Judicial activism in Canada has continued to be on the rise in the last decade. 

Our unelected judiciary appear to be favouring their own interpretations of the Canadian Constitution rather than a firm commitment to historical precedent and the text of the document itself.

The latest example of this comes from the Federal Court. 

Last week, a federal court ruled that the law underpinning the Safe Third Country Act is a violation of our Charter-protected guarantee of life, liberty and security of the person. This interferes with Parliament to make their own foreign policy decisions.

The Safe Third Country Agreement, which took effect in 2004, is an agreement between the United States and Canada which recognizes that both countries are safe places for refugees to seek protection. The Agreement requires that Canada refuse the claim of an asylum claimant who arrives at the land ports of entry along the Canada-US border by requiring them to pursue their claim in the US instead – the country they first arrived in.

Through this decision, the Federal Court has attacked parliament’s ability to make decisions on Canada’s foreign affairs.  Appealing to what they deem the “spirit” of the legislation, they have ruled that the United States is a country which is now unsafe for refugees to return to – a dangerous precedent to set which can have negative consequences for our relations with our greatest foreign ally. 

Trying to apply the Canadian Charter to asylum claimants upon return to another country – yet alone an allied country – is a massive overreach that goes far beyond the intention of who the Charter was intended to protect.

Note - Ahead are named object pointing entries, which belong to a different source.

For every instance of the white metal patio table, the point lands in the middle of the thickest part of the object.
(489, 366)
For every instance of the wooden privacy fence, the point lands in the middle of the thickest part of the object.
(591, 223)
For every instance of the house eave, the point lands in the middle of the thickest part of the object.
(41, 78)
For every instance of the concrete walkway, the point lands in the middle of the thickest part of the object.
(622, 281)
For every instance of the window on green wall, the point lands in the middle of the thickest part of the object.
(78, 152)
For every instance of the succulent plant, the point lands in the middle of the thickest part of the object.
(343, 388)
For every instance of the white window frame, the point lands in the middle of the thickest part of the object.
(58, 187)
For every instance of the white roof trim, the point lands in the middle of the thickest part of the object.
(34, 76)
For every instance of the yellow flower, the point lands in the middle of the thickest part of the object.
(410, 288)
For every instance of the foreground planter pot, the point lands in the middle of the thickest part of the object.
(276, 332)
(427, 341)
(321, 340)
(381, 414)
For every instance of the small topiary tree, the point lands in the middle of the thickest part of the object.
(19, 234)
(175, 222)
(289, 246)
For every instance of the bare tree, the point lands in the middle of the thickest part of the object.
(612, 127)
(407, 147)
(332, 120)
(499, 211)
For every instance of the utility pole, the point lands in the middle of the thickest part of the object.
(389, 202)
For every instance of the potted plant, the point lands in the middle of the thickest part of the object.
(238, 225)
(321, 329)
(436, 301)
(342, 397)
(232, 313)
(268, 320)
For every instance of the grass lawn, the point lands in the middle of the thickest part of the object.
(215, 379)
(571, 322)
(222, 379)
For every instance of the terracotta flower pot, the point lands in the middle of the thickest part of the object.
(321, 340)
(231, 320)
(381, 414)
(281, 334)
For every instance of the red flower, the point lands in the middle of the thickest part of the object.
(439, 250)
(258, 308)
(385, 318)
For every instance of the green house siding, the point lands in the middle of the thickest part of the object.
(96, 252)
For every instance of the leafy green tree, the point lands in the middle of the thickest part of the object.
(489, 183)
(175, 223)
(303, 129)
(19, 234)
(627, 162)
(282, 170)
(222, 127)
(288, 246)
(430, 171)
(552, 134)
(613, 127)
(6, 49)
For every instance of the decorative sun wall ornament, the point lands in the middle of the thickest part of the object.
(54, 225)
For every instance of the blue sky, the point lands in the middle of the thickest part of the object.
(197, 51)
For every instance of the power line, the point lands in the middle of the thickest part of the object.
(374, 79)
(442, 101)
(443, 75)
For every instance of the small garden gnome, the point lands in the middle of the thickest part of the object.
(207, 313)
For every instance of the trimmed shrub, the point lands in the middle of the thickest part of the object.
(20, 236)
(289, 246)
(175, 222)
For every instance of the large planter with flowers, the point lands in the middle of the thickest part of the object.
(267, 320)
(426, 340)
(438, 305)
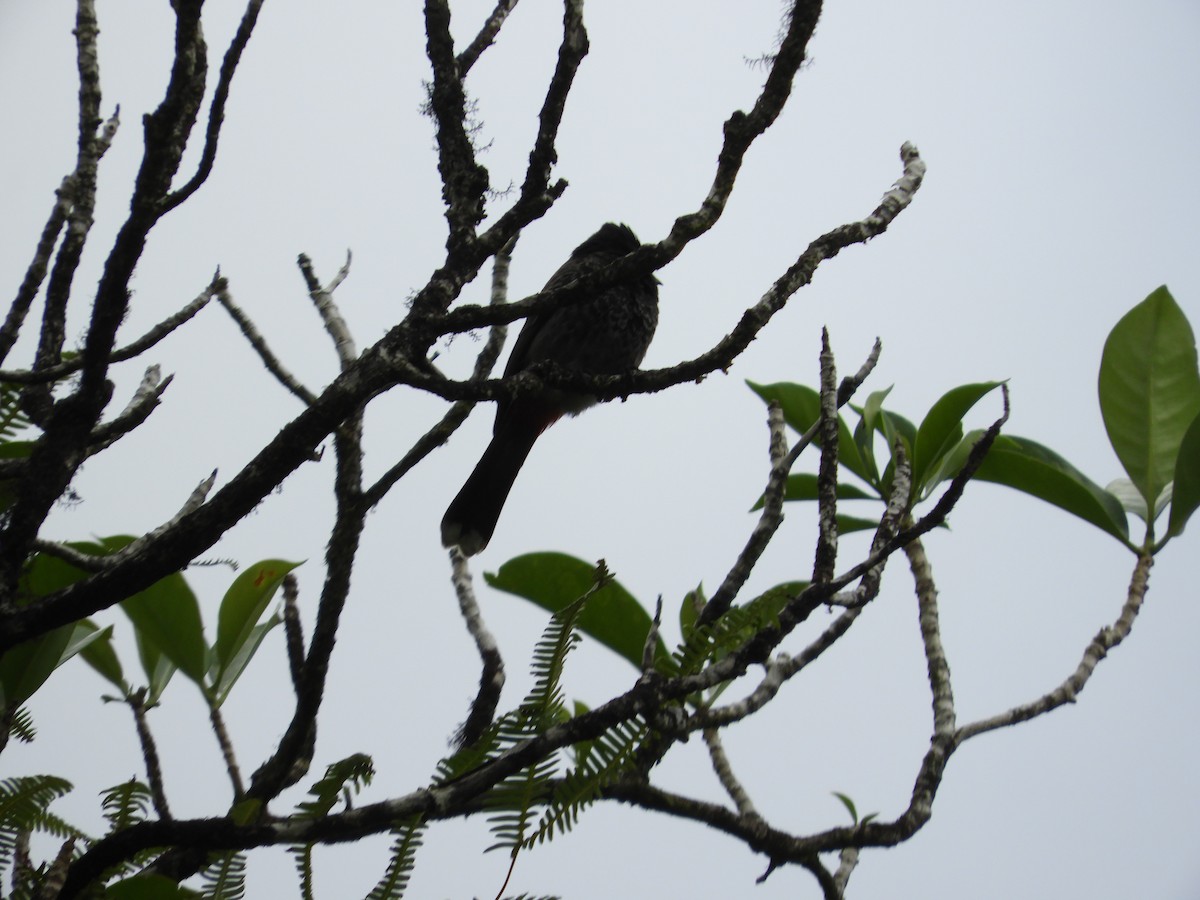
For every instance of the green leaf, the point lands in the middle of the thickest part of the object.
(102, 657)
(25, 667)
(232, 671)
(803, 486)
(849, 804)
(864, 435)
(942, 430)
(148, 887)
(1150, 390)
(157, 667)
(553, 581)
(1186, 496)
(168, 616)
(243, 606)
(1039, 472)
(802, 407)
(855, 523)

It is not up to the courts to consider how non-citizens are to be treated in a different state – specifically a democratic one with their own firm commitment to the rule of law. It is certainly not the role of courts to determine they do not enjoy how the United States treats refugees upon return. 

That is not to say one must endorse the United States treatment of refugees in opposing this decision. But we must endorse a commitment to an interpretation of the Charter which focuses more on protecting the ability for democratic lawmakers to exercise their rights, rather than judicial overreach and activism.

In the wake of this interference of Canadian foreign policy by the Federal Court, some legal commentators have gently shrugged and suggested Canadians should just wait for the Federal Court of Appeal to weigh in – if they choose to at all.


The Charter does not exist to allow the courts to slide into areas of governance where they do not belong.

Parliament should assert itself as the guardian of separation of powers by invoking section 33 of the Charter – the aptly named Notwithstanding Clause – immediately to enable legislation to correct this judicial overreach.

In doing so, Parliament can tell the judiciary to stay in their lane, while ensuring that important lawmaking is done by those elected to do it.